From 7f2662b310489d3336cadf46c386d271ebf09ae0 Mon Sep 17 00:00:00 2001
From: Ilya Lavrenov <ilya.lavrenov@itseez.com>
Date: Mon, 9 Jun 2014 00:50:14 +0400
Subject: [PATCH] fixes

---
 .../core/include/opencv2/core/opencl/ocl_defs.hpp  |  2 +-
 modules/core/src/opencl/minmaxloc.cl               | 40 +++++++++++-------
 modules/core/src/opencl/reduce.cl                  | 47 ++++++++++++----------
 modules/core/src/stat.cpp                          | 19 ++++-----
 4 files changed, 62 insertions(+), 46 deletions(-)
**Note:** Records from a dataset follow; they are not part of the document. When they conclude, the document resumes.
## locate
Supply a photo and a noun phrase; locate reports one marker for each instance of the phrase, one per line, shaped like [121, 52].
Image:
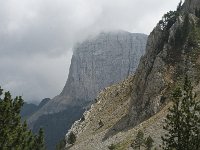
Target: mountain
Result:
[96, 63]
[29, 109]
[141, 101]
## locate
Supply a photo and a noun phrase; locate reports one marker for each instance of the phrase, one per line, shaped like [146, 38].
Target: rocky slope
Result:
[172, 51]
[96, 63]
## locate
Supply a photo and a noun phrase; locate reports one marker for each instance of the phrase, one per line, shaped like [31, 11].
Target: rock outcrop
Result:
[96, 63]
[172, 51]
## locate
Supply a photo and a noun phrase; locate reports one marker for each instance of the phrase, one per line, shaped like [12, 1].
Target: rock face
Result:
[97, 63]
[191, 5]
[100, 62]
[172, 51]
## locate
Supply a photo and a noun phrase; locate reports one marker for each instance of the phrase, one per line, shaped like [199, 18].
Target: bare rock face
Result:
[191, 5]
[96, 63]
[171, 53]
[100, 62]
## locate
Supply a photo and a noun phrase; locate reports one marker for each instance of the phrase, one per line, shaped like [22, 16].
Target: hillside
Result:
[97, 62]
[141, 101]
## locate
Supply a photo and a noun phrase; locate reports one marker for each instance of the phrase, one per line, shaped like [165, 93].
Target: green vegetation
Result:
[149, 143]
[112, 147]
[72, 138]
[15, 135]
[183, 120]
[140, 142]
diff --git a/modules/core/include/opencv2/core/opencl/ocl_defs.hpp b/modules/core/include/opencv2/core/opencl/ocl_defs.hpp
index 55f8849..76d4f84 100644
--- a/modules/core/include/opencv2/core/opencl/ocl_defs.hpp
+++ b/modules/core/include/opencv2/core/opencl/ocl_defs.hpp
@@ -5,7 +5,7 @@
 // Copyright (C) 2014, Advanced Micro Devices, Inc., all rights reserved.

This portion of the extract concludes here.